本サイトの計算エンジンで実測(令和8年新基準)。制度の配点と要件は国土交通省 関東地方整備局「経営事項審査について」の最新手引きで確認しています。

表の配点(20点・15点・10点・5点)は、そのままP点に足されるわけではありません。W1〜W8の合計点数をW評点へ換算し、さらに総合評定値Pでは15%のウェイトで反映されるため、「P点への効果」列のように配点より大きい数値になります。

P点への上がり幅が最も大きいのは防災協定・会計監査人の設置(各+26点)ですが、自主宣言制度は無料・オンラインで完結するため、着手のしやすさでは優先度が高くなります。

加入・宣言により検討できる項目

設備投資や採用を伴わない項目でも、制度ごとの加入範囲、審査基準日、証明書類を確認してから効果を比較します。

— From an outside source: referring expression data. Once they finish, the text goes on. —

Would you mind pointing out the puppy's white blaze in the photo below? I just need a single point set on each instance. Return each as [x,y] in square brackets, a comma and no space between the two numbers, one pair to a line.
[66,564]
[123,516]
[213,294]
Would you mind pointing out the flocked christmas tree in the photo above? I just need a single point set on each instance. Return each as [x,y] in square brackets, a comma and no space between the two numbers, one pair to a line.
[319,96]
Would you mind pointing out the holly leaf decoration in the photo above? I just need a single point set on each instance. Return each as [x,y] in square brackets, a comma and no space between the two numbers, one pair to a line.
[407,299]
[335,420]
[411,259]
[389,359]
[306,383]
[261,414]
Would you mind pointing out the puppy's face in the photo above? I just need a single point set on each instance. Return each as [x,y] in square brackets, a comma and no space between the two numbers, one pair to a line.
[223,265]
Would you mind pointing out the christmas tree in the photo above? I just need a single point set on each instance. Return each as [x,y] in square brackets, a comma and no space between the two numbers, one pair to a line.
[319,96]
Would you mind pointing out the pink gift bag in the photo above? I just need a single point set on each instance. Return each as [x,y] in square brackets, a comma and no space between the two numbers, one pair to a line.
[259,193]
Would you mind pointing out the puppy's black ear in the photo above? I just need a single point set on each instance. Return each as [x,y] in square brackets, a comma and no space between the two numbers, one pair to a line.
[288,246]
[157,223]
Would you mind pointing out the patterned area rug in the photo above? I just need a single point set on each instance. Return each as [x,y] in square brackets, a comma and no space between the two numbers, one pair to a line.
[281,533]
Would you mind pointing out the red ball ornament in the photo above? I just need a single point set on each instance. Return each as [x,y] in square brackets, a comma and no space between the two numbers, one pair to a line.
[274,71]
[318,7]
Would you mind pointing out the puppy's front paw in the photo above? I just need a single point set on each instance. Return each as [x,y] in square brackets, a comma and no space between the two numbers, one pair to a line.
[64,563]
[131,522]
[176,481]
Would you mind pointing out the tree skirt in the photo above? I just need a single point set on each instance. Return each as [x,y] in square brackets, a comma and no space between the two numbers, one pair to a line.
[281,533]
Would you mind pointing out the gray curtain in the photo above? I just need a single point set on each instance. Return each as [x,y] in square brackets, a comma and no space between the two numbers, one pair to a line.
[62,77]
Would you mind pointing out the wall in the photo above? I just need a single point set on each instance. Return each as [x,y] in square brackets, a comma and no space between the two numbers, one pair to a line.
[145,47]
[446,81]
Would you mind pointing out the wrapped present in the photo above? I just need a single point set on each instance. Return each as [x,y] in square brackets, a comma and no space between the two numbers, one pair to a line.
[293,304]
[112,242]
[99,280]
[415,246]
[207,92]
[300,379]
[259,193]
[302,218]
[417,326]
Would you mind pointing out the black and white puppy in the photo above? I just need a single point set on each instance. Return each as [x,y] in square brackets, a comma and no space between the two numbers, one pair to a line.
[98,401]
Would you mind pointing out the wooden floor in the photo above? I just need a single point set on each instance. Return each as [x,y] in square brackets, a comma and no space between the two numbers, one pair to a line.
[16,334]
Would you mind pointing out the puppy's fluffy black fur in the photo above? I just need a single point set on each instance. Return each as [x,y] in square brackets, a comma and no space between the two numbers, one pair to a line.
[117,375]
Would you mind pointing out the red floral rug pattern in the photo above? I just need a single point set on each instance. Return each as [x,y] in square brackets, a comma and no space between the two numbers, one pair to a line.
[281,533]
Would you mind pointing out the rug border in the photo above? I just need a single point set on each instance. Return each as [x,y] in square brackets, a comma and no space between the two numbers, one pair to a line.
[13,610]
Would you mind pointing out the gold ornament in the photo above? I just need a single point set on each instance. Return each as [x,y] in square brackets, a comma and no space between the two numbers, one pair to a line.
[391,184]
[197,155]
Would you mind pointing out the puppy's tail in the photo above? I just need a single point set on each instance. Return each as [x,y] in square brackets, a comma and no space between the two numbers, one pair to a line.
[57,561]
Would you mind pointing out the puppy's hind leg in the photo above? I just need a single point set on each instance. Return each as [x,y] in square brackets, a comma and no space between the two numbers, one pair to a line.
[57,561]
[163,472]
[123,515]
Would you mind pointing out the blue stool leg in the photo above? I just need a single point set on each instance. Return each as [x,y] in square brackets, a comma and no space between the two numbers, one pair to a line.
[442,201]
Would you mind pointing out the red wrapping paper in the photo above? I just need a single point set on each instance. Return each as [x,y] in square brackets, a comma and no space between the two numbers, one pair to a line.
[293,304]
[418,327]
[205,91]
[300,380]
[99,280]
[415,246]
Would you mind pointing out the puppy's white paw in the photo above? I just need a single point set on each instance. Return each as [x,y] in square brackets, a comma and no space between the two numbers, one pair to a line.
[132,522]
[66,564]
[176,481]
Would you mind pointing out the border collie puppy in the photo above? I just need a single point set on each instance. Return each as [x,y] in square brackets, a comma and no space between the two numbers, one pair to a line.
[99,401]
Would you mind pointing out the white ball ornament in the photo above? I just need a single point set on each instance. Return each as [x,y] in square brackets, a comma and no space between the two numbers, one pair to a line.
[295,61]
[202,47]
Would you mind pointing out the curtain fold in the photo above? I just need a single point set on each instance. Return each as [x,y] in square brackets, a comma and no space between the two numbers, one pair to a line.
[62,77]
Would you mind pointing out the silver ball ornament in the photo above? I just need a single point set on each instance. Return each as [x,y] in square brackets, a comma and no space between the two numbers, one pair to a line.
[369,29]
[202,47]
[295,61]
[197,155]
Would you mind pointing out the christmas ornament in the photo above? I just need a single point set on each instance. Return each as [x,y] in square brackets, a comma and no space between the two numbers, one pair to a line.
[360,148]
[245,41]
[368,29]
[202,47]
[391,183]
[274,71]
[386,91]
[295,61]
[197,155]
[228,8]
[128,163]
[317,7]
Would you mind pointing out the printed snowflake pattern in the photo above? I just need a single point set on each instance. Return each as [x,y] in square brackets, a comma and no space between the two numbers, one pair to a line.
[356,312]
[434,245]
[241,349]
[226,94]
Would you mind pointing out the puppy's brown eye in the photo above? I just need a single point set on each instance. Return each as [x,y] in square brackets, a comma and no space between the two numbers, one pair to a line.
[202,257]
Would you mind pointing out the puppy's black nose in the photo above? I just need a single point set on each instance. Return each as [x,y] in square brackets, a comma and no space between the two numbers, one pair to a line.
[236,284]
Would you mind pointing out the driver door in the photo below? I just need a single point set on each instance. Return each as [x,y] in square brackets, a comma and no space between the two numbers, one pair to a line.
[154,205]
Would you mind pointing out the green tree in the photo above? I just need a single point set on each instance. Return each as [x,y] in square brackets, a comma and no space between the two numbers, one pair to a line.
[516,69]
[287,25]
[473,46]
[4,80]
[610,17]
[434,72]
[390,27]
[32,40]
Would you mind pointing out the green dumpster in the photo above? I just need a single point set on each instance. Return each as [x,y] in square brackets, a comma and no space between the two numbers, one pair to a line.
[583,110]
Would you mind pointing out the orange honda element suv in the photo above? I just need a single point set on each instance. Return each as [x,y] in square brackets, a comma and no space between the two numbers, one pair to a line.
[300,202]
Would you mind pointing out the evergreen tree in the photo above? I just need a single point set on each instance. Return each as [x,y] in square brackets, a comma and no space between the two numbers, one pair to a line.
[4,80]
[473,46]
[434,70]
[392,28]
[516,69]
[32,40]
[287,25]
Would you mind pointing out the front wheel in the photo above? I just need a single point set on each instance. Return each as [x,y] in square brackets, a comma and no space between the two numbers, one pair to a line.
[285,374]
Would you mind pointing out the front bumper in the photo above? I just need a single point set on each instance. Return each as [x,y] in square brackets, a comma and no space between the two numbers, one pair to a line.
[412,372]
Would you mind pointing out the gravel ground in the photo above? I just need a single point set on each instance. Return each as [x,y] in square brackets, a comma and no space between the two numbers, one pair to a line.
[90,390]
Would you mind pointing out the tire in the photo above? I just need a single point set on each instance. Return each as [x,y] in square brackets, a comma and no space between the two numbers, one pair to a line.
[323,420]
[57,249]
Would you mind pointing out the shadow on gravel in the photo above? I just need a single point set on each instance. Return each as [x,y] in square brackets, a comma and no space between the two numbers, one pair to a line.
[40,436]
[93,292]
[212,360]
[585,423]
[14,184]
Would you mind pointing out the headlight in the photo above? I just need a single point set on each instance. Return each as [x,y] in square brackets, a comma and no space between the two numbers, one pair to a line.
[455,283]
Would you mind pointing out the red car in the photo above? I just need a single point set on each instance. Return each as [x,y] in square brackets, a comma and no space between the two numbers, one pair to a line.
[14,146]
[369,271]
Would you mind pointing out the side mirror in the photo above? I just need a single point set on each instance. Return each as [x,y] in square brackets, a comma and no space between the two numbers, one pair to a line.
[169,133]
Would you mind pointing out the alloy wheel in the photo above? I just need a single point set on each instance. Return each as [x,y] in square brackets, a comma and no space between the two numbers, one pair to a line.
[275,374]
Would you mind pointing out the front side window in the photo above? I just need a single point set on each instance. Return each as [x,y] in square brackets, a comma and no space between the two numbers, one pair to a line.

  • 建退共・退職一時金・法定外労災(各15点):いずれも「加入しているか」の二択。3つでP点+59点
  • 自主宣言制度(5点):国交省ポータルで宣言し、審査基準日と申請時の提出書類の要件を満たす。令和8年新設。
  • 防災協定(20点):自治体や業界団体を通じた防災協定に参加していれば加点。W点の中でも配点が大きく、P点で+26点。加点対象や確認書類はW3防災協定の解説で確認できます。

規模により向き不向きがある項目

各項目の詳しい解説

まとめ

  • W点には制度加入・宣言・協定・認証などで評価される項目がある。
  • すべて審査基準日時点の要件と確認書類を先に確認する。
  • 加入・宣言・協定の要件、証明書類、P点差を比較して着手順を決める。
  • 監査受審・建設機械・ISOは規模や業態により向き不向きがある。
  • 自社での効果は経審P点シミュレーターで1項目ずつ切り替えて実測できる。

令和8年改正でW点がどう変わるかは令和8年改正でP点はどう変わる?を参照してください。

W点の加点でP点が上がった場合に入札参加資格の等級がどう変わるかは入札参加資格ランクの目安計算で確認できます。

評点表・算式の転記元は一次資料・出典一覧で確認できます。

よくある質問

経審のW点を上げるには何から手を付けるべきですか?
各項目のP点差、必要費用、審査基準日までの期間、確認書類を比較します。建退共・退職一時金・法定外労災、自主宣言、防災協定なども、制度ごとの対象範囲と証明要件を満たすことが前提です。
W点の各項目はP点でどれだけ効きますか?
本サイトのモデルケースの実測では、防災協定+26点、建退共+19点、CCUS就業履歴(全工事)+13点、会計参与+13点、自主宣言+7点です。建退共・退職一時金・法定外労災の3つをそろえるとP点+59点になります。
規模が小さくても取り組める項目はありますか?

あります。建退共などの加入系、自主宣言、防災協定は規模を問いません。

一方、会計監査人の設置(20点)は規模の大きい会社向けです。自社での効果はP点シミュレーターで1項目ずつ実測できます。